Şimdilerde çocuk sayılmasam da annemdeki bu olağanüstü enerjiyi açıklayabilecek bir rasyonaliteye ulaşabilmiş değilim. Ufak tefek, çelimsiz, kara kuru, ortanın altında boyuyla (sakın annem duymasın) altı nüfuslu bir evin yemek, bulaşık, çamaşır gibi bütün işlerini yıllardır aksatmadan yapabilme becerisi nasıl açıklanabilir, bilmiyorum!

Aslında herkesin annesi özeldir, herkesin annesi güzel yemekler yapar, evine titizdir belki ama benim annemin artıları çoktu. Bizimle diyaloğunu hiç kesmezdi. Bunun yanında kendince geliştirdiği, kendine görev edindiği bir yığın ritüeli vardı. Ders çalışırken meselâ, yanımızda mutlaka içeceğimiz ve yiyeceğimiz olurdu. Biz baskı gibi algılasak da, o sorumlu anne duygusuyla olsa gerek, okulumuzun nasıl gittiğini, derslerimizin nasıl olduğunu (iyi olduğunu söyleyerek ara sıra onu kandırdığımızı anlamasa da) sık sık sorar, ardından da mutlaka nasihat içerikli birkaç cümle mırıldanırdı.

Benim matematiğimi aşan bir denkleme sahip annemin bu olağanüstü performansı bir iki yıl öncesine kadar sürdü. “Bir iki yıl öncesine kadar” diyorum, çünkü iki sene önce doğum gününde ona, istemediği hâlde sürpriz yaparak aldığımız telefon sonrası işin rengi biraz değişti; tâbiri câizse annemin hayatında bir makas değişikliği yaşandı.
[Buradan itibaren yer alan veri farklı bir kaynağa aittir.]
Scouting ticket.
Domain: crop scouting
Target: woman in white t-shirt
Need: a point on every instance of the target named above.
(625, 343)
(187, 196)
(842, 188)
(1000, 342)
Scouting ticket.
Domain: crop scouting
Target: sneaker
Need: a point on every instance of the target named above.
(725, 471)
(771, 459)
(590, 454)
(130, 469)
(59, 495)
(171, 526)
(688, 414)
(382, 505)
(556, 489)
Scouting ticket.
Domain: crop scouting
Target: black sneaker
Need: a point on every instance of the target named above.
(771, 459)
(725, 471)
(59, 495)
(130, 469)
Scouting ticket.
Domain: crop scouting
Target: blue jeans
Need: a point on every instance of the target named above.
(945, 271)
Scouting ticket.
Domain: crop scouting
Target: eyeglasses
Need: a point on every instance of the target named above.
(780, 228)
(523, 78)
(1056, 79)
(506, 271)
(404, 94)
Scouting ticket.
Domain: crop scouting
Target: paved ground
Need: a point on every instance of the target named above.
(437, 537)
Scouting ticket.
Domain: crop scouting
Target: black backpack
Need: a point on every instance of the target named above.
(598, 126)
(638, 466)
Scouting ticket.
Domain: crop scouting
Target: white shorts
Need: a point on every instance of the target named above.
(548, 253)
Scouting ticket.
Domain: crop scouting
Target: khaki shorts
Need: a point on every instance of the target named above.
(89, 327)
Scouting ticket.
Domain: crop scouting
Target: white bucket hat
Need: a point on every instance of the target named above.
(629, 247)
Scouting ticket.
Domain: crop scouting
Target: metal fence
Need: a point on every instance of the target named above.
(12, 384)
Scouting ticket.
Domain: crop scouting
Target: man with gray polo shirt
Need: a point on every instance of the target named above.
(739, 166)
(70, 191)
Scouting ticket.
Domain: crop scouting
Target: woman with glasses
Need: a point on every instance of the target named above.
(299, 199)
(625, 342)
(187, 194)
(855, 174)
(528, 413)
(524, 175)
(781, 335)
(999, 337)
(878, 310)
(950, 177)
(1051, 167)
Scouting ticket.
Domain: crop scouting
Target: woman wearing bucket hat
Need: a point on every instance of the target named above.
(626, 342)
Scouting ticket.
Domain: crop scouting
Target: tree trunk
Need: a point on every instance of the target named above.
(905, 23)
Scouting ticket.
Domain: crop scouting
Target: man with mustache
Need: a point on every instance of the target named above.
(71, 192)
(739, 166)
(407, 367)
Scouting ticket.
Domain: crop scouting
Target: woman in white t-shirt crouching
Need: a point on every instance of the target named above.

Annem, kendisine akıllı telefon alma teklifimizi, her seferinde istemediğini söyleyerek reddetmişti. Bu kez emr-i vaki yapıp ona sormadan son model bir cihaz aldık, en akıllısından hem de. Onu onurlandırmak, sevgimizi ifade etmek, ona kocaman bir teşekkür etmekti niyetimiz. Fakat o azla yetinmeyi ilke edinmiş, fedakâr anne duygusuyla yine itiraz edince biz dört kardeş, babamla birlikte akıllı telefonun nimetlerini anneme anlatarak ikna etmeye çalıştık. Çağın gereği buydu, dünya bu ekranda dönüyordu. Hem birçok program vardı istifade edebileceği, kendini geliştirebileceği, çok daha fazla yemek tarifi öğrenebileceği…

Annemi yumuşak karnından vurmaya çalışıyorduk. Yemek yapmayı seven biri olarak internet sayesinde kendini daha da geliştirmiş olacaktı. Haberleşmemizi kolaylaştıracaktı. Memleketle görüntülü görüşmelerini yapmak için bize minnet etmek zorunda kalmayacaktı. (Şimdi fark ettim, annemi bu konuda çok üzmüş olabiliriz.)

Akrabalarımızla istediği zaman dünyanın diğer ucunda bile olsalar görüntülü konuşabilecekti. Üstelik okul arkadaşlarıyla yeniden irtibat kurabilecek, yıllar sonra onlarla haberleşebilecek, özlem giderebilecekti. Bir aile grubumuz olacaktı, hepimize birden haber gönderebilecekti. Hoşuna giden videoları, sözleri paylaşabilecek, sosyal etkileşim içine girebilecekti.

“Sosyal medya hesabın olur, story atarsın, takipçilerin olur” diyordu kardeşim bilgiç bilgiç. Biz güya toplum dışı kalmış annemizi sözde sosyalleştirerek onu evdeki yalnızlığından kurtarmaya çalışırken, aslında onu ne kadar yalnız bıraktığımızı fark etmiyorduk bile. Fotoğraflar çekebileceğini, çektiklerini yayınlayabileceğini, insanların bunlara yorum, beğeni yapabileceğini böylece mutlu olabileceğini (mutluluğun o ekranın ötesinde olduğunu ne kadar da kanıksamışız), alışveriş yapabileceğini, yerinden kalkmadan, yorulmadan her şeyin ayağına gelebileceğini, istediği filmi istediği zaman seyredebileceğini her birimiz konuları paylaşarak anlattık annemize.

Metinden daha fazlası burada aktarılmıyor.